Motif d’opposition rejeté sommairement

Article 30i)

[9]  À l'audience, l'Opposante a concédé qu'elle ne s'était pas acquittée de son fardeau de preuve à l'égard de ce motif d'opposition. Je suis de cet avis également. La demande renferme une déclaration portant que la Requérante est convaincue d'avoir droit d'employer la Marque, comme l'exige l'article 30i) de la Loi. Il a été statué que lorsqu'un requérant a fourni la déclaration exigée, un motif d'opposition fondé sur cet article ne devrait être accueilli que dans des cas exceptionnels [Sapodilla Co Ltd c Bristol-Myers Co (1974), 15 CPR (2d) 152 (COMC), à la p 155]. La simple connaissance de l'existence de la marque de commerce d'un opposant ne peut pas, en soi, servir de fondement à une allégation selon laquelle un requérant ne pouvait pas être convaincu de son droit à l'emploi d'une marque [Woot, Inc c WootRestaruants Inc Les Restaurants Woot Inc 2012 COMC 197 (CanLII)]. En conséquence, ce motif d'opposition est rejeté sommairement.

Analyse

[10]  Six motifs d'opposition restent à trancher en l'espèce. Trois sont fondés sur des allégations liées à la confusion et trois ne le sont pas. Je me pencherai en premier lieu sur les motifs liés à la confusion.

Motifs d'opposition fondés sur la confusion

Article 12(1)d)

[11]  L'Opposante allègue que la Marque n'est pas enregistrable parce qu'elle crée de la confusion avec la marque de commerce EPRINEX (LMC515,588), qui est enregistrée pour emploi en liaison avec des préparations vétérinaires antiparasitaires.

  • [12] La date pertinente pour évaluer un motif d'opposition fondé sur l'article 12(1)d) est la date de ma décision [Park Avenue Furniture Corporation c Wickes/Simmons Bedding Ltd et le Registraire des marques de commerce (1991), 37 CPR (3d) 413 (CAF)].

[13]  J'ai exercé mon pouvoir discrétionnaire de consulter le registre et je confirme que cet enregistrement existe bel et bien [Quaker Oats Co of Canada c Menu Foods Ltd (1986), 11 CPR (3d) 410 (COMC)]. Bien que l'enregistrement soit maintenant inscrit au nom de Merial, Inc., par suite d'une cession qui a été portée au registre à son nom subséquemment à la production de la preuve et des plaidoyers écrits des parties, cela n'empêche pas l'Opposante d'invoquer cet enregistrement à l'appui de son motif d'opposition fondé sur l'article 12(1)d) [voir l'article 17 de la Loi].

  • [14] L'Opposante s'est donc acquittée du fardeau de preuve initial qui lui incombait à l'égard de ce motif.

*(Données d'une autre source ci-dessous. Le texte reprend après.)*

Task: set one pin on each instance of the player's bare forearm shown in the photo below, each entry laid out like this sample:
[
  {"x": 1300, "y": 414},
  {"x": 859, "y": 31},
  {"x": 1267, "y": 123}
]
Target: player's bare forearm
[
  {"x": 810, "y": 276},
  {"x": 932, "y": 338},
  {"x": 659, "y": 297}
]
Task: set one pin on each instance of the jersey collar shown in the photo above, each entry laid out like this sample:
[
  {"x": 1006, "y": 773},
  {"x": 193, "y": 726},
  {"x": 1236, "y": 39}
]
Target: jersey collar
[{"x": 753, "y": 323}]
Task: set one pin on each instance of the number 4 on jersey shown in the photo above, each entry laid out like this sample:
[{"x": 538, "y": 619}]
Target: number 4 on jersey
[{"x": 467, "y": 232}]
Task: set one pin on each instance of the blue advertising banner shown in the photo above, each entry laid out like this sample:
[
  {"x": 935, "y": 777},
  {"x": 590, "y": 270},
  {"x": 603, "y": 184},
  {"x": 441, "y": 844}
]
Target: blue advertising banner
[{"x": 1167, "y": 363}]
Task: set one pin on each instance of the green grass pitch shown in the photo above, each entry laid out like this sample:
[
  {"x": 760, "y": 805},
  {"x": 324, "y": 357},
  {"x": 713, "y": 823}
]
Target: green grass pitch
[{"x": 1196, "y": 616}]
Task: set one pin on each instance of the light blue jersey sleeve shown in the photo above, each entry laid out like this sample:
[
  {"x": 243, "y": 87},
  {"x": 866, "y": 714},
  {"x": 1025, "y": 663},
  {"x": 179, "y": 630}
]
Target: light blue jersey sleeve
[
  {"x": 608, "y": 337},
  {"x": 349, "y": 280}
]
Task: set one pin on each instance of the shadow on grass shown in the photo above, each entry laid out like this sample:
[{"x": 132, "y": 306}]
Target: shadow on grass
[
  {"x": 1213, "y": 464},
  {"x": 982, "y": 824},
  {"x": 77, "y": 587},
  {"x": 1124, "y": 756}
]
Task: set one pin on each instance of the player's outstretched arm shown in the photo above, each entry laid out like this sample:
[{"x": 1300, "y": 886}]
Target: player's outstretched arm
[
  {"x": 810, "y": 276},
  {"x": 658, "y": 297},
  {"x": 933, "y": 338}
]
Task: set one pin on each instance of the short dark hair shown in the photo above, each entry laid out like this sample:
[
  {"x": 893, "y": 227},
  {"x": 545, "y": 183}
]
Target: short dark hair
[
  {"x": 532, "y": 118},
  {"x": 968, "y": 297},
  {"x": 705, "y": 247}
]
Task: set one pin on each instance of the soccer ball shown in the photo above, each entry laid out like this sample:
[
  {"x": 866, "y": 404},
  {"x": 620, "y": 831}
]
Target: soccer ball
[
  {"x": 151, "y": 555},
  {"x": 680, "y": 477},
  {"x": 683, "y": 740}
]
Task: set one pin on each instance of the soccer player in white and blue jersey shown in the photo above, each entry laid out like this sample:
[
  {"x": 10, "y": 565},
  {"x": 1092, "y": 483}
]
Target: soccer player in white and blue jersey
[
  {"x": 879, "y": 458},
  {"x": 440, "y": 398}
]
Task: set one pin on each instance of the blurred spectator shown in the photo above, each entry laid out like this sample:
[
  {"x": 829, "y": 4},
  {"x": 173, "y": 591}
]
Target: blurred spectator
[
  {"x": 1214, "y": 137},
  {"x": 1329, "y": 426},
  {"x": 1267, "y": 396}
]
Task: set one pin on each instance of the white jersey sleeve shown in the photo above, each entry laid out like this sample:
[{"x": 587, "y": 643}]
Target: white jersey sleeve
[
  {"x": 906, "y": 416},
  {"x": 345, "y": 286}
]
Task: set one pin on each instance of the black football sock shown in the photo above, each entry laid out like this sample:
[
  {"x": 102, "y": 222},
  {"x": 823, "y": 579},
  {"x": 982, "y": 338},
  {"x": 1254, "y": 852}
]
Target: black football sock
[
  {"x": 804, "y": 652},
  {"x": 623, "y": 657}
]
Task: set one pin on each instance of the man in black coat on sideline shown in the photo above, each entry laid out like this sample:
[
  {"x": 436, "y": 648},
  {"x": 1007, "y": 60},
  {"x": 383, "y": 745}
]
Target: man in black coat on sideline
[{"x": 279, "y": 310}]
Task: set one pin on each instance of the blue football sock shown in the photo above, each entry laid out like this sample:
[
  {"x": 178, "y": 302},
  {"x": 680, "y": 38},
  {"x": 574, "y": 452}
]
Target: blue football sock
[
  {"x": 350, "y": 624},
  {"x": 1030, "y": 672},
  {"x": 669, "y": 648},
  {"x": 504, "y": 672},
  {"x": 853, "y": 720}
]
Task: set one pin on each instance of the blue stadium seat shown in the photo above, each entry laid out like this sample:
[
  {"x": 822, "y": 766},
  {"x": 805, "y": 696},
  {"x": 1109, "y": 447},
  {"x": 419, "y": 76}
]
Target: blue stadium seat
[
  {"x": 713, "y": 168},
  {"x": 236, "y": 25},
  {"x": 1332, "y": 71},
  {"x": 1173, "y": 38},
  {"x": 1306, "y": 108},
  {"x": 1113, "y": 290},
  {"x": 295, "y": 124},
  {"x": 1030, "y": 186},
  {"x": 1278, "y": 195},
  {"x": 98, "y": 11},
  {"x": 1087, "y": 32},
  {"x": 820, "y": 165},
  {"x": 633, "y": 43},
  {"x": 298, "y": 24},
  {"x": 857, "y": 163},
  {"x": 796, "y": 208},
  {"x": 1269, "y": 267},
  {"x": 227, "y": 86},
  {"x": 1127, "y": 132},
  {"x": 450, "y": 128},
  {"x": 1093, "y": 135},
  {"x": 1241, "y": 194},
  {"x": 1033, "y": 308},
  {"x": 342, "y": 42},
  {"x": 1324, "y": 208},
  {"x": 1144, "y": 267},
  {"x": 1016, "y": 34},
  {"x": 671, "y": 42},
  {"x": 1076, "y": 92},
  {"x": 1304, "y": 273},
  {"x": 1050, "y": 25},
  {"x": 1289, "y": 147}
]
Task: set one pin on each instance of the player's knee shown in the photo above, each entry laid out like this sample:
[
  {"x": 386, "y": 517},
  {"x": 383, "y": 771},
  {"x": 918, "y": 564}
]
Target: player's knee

L'Opposante s'étant acquittée de son fardeau de preuve, il incombe à la Requérante de démontrer, selon la prépondérance des probabilités, qu'il n'existe pas de probabilité raisonnable de confusion entre la Marque et la marque de commerce de l'Opposante.

  • [15] Le test en matière de confusion est celui de la première impression et du souvenir imparfait. L’article 6(2) de la Loi prévoit que l'emploi d’une marque de commerce crée de la confusion avec une autre marque de commerce lorsque l’emploi des deux marques de commerce dans la même région serait susceptible de faire conclure que les produits liés à ces marques de commerce sont fabriqués, vendus, donnés à bail ou loués, ou que les services liés à ces marques sont loués ou exécutés, par la même personne, que ces produits ou ces services soient ou non de la même catégorie générale.

  • [16] Lorsqu’il applique le test en matière de confusion, le registraire doit tenir compte de toutes les circonstances de l’espèce, y compris celles expressément énoncées à l’article 6(5) de la Loi, à savoir : a) le caractère distinctif inhérent des marques de commerce et la mesure dans laquelle elles sont devenues connues; b) la période pendant laquelle les marques de commerce ont été en usage; c) le genre de produits, services ou entreprises; d) la nature du commerce; et e) le degré de ressemblance entre les marques de commerce dans la présentation ou le son, ou dans les idées qu’elles suggèrent. Le poids qu’il convient d’accorder à chacun de ces facteurs n’est pas nécessairement le même [Mattel, Inc c 3894207 Canada Inc (2006), 49 CPR (4th) 321 (CSC); et Masterpiece Inc c Alavida Lifestyles Inc (2011), 92 CPR (4th) 361 (CSC)].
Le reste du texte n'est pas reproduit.